Le géant du négoce de marchandises Trafigura doit tout révéler au sujet de la nature des déchets toxiques déversés à Abidjan, la capitale de la Côte d’Ivoire, il y a 10 ans, a déclaré Amnesty International le 19 août.Trafigura n’a jamais révélé de façon précise ce que contenaient les plus de 540 000 litres de déchets toxiques déversés sur 18 sites à Abidjan le 19 août 2006. Plus de 100 000 personnes ont eu besoin de recevoir des soins médicaux à la suite de ce déversement ; elles présentaient toute une série de symptômes comprenant des vertiges, des vomissements et des troubles respiratoires, et les autorités ont fait état de 15 morts.

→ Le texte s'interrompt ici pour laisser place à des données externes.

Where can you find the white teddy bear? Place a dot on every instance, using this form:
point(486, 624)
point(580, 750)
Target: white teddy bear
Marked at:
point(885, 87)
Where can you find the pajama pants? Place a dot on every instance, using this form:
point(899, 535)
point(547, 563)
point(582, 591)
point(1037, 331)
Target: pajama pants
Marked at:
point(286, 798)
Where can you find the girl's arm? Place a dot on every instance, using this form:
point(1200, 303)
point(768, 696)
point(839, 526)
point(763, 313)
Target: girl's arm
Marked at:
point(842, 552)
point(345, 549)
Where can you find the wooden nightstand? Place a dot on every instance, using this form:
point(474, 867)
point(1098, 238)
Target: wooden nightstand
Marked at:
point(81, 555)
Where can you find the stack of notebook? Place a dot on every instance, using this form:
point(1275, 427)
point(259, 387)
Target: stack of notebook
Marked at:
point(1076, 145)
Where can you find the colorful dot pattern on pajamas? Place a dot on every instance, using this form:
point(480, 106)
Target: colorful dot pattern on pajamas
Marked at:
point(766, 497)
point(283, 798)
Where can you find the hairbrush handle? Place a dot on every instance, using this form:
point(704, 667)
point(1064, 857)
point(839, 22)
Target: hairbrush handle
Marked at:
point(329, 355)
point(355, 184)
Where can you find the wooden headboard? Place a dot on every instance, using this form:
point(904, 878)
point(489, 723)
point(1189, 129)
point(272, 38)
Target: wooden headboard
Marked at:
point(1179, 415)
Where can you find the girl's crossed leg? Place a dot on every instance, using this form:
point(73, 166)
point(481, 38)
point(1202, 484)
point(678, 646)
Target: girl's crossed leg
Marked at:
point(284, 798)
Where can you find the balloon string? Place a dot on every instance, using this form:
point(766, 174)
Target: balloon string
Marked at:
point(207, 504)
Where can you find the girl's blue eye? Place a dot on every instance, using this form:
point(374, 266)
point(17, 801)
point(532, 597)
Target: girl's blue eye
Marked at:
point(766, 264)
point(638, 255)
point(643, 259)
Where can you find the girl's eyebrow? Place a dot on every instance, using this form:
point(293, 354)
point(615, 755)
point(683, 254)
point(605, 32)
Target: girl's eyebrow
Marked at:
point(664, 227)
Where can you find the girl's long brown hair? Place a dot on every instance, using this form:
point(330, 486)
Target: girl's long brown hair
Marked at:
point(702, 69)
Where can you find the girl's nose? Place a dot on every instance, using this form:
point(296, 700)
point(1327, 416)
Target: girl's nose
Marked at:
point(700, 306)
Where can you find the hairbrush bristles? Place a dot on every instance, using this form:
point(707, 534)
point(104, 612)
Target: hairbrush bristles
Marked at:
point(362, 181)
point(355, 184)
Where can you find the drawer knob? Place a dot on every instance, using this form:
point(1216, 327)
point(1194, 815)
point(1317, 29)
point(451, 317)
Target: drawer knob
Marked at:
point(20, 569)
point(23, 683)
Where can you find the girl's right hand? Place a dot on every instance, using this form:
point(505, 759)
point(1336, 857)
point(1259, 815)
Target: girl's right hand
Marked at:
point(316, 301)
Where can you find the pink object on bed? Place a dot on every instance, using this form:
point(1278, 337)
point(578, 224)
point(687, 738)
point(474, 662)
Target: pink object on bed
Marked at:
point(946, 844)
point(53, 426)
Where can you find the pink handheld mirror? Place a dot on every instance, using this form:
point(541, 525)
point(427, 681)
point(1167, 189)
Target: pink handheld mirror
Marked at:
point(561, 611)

« Dix années se sont écoulées depuis cette catastrophe environnementale qui est l’une des pires que le monde ait connues depuis le début du 21e siècle, et Trafigura de même que les gouvernements ont abandonné les victimes. Trafigura a cherché à redorer son image, affirmant qu’elle est une entreprise transparente et responsable. Ce géant du négoce, qui a engrangé 1,1 milliard de dollars de bénéfice en 2015, ne doit pas être autorisé à se laver totalement les mains de cette catastrophe, a déclaré Lucy Graham, chargée de recherches dans l’équipe Responsabilité des entreprises en matière de droits humains à Amnesty International.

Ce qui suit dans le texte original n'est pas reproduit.